Leggere la band sotto Nuclear Blast non mi stupisce, però la mancanza delle due parole Prophecy Productions un pò di nostaglia me la da per il rapporto che ho sempre avuto con l’immaginario fantastico ed etereo degli Alcest legato a note, colori e all’etichetta discografica, che rendeva il mio vivere la musica del francese tanto appassionato da far scomparire per giorni qualsiasi altro disco avessi in casa fino ad arrivare al punto di rottura, che ci traformava di colpo in due estranei e motivo per il quale fatico a ritornare sulla loro discografia ormai spremuta in ogni goccia di essenza. Forse ascoltare “Kodama“, da me volutamente saltato, mi avrebbe permesso di percepire meno un certo stacco col passato che oggi li porta a me su note genericamente estreme con richiami anche ai Paradise Lost ed il ritornello noiosetto di “Sapphire“, ma è un dato di fatto che provare il trasporto debordante di anni fa grazie a “Spiritual Instinct” mi é difficile e non perchè sono invecchiato, ma per il fatto che in esso manca il guizzo artistico dalla bellezza ossessionante come un tempo furono “Écailles de Lune – part 1” o “Délivrance“, capaci nel bene e nel male di trainare ma anche oscurate il resto della track list.

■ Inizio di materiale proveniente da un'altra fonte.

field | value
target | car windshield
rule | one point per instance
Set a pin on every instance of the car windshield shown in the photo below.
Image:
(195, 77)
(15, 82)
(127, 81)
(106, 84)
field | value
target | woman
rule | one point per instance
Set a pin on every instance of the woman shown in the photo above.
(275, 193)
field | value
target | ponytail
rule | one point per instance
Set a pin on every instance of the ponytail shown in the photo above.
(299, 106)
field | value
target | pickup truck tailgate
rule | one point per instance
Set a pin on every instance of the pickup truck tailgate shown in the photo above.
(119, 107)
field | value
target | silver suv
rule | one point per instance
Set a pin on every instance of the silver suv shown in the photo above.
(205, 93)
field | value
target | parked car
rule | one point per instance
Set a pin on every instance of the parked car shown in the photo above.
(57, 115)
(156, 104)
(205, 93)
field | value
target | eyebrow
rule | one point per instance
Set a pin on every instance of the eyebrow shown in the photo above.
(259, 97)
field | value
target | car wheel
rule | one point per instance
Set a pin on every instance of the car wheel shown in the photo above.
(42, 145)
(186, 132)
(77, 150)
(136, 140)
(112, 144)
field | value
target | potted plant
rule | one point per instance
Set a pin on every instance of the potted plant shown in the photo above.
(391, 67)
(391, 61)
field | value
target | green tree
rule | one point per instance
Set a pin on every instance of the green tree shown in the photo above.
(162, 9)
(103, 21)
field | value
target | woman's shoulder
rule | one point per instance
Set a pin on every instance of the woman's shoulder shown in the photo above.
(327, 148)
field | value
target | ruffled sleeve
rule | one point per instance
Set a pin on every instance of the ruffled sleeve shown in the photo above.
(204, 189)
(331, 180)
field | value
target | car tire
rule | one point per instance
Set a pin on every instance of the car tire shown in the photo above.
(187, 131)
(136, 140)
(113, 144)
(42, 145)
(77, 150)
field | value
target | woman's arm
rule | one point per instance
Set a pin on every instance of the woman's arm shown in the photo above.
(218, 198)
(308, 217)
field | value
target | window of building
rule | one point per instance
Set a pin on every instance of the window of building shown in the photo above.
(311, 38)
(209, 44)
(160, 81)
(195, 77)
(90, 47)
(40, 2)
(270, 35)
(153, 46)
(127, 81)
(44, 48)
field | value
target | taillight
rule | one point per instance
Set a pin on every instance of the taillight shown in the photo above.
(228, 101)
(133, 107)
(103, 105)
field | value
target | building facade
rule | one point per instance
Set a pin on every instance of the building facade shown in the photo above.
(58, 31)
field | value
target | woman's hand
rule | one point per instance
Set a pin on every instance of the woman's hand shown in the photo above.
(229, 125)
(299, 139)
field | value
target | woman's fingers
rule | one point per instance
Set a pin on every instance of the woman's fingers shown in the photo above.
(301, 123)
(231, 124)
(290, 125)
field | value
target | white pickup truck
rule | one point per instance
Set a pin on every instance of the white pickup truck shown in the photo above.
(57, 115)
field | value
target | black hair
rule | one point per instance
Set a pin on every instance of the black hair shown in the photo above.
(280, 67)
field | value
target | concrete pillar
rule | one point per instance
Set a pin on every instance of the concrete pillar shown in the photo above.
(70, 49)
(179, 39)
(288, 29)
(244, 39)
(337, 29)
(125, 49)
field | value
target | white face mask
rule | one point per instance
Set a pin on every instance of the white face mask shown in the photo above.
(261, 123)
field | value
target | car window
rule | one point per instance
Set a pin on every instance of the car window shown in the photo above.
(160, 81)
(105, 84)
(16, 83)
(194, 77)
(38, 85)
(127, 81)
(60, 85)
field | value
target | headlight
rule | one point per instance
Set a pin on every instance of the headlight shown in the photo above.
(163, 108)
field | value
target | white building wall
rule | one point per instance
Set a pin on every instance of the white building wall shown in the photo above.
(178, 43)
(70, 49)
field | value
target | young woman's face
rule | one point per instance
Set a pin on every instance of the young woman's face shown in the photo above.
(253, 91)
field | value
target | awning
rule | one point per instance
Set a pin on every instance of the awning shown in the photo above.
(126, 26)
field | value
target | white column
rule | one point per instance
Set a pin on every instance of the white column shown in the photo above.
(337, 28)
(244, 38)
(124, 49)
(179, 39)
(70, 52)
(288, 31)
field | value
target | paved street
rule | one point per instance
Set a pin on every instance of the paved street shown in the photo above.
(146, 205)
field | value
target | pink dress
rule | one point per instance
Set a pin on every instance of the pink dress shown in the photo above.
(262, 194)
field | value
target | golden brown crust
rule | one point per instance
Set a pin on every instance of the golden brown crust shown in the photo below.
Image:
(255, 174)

Di contro, percepirlo così omogeneo risulta pure un punto di forza che rende il tutto meno d’impatto ma alquanto ben calibrato.

Sicuramente gli Alcest si appoggiano ad un sound di alto livello stile metallo pesante nei momenti più solidi ed hanno lasciato scivolare a terra altri brandelli di quella loro ipotetica vena Black Metal, eccenzion fatta per certe accelerazioni e lo scream di Neige, mantenendo fortunatamente il gusto unico per le linee vocali che danno un senso di leggerezza e magia alle melodie. Perchè in fondo la ricetta é quella, meno di nicchia e più corposa, ma piena di grazia e cura dal punto di vista estetico, comunicativa a prescindere, ma con in più l’attacco elettronico di “L’île des morts” e la completezza espresiva della title track incentrata su una prova vocale di sicuro trasporto, se piace il genere di sensazioni evocate.

Spiritual Instinct” si avvale ai suoni dell’esperto Mika Jussila, da anni compagno di moltissime band finlandesi come Childern of Bodom, Stratovarious, To/Die/For, Sentenced o Shape of Despair, la cui mano diversa si sente lungo tutto il disco ed è motivo ulteriore di stacco dal passato, ma anche se questi Alcest risultano ancora sul pezzo ciò non esclude che alla prossima uscita io li attenda al varco per capire se farli entrare, oppure lasciarli fuori di casa come faccio da anni con Katatonia, Paradise Lost e Anathema.

Classificazione: 4 su 5.

Nuclear Blast / anno 2020 / tracce 6 / durata 41:02
Les jardins de minuit / Protection / Sapphire / L’île des morts / Le miroir / Spiritual Instinct.